6. Wire Pass Trailhead In Utah
During your adventure, you'll probably want to hike through the Wire Pass Trailhead in Utah. It's narrow, and you'll have tall sandstone walls on either side of you, but the sun will illuminate the rock just right to make it quite the spot for pictures, too. In some ways, it reminds me of that scene from Finding Nemo, where Dory is supposed to go through the trench. There really is a lot of beauty that you won't want to miss.

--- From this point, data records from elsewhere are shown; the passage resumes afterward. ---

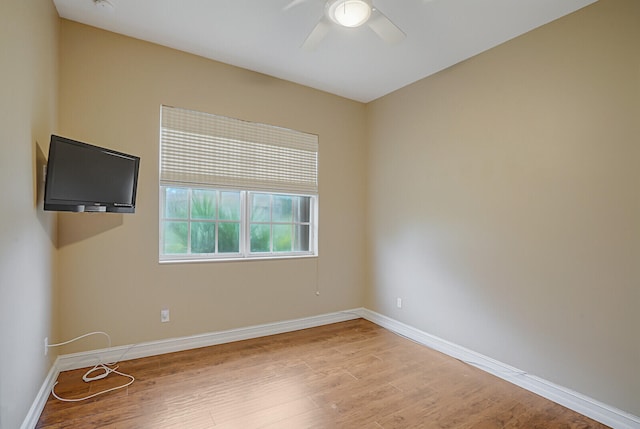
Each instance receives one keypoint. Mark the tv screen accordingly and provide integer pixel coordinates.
(83, 177)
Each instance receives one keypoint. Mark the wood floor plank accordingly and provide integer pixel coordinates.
(353, 374)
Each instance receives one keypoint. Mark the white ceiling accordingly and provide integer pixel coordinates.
(265, 35)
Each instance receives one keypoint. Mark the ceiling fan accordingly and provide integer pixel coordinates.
(350, 13)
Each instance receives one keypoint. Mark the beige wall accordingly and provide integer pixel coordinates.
(111, 89)
(505, 204)
(28, 98)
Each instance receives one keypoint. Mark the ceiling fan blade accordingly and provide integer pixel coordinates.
(317, 34)
(383, 27)
(293, 4)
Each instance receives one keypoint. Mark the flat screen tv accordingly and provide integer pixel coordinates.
(85, 178)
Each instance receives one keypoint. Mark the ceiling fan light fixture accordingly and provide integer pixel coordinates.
(349, 13)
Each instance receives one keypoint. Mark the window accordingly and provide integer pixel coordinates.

According to VisitUtah.com, this trail is also the most direct route to Buckskin Gulch. So, if you're looking for a good day hike featuring lots of sand waves, this one is for you.
7. Buckskin Gulch In Utah
At the end of Wire Pass Trailhead is Buckskin Gulch. According to The Bureau of Land Management (BLM), this is one of longest uninterrupted slot canyons on the planet, so you already know it has to be on your bucket list. Like Antelope Canyon, the walls and sand waves will be illuminated by the sunlight, and you'll want to take some time to admire all of the sandstone.
When you're all done, you'll probably want to explore the rest of the Vermillion Cliffs National Monument, or even hop over to one of the other national parks in Utah, like Zion National Park or Bryce Canyon National Park for even more natural beauty. There won't be any sand waves per say, but they'll still be great additions to your bucket list. (Which, by the way, is that longer, yet? I sure hope so!)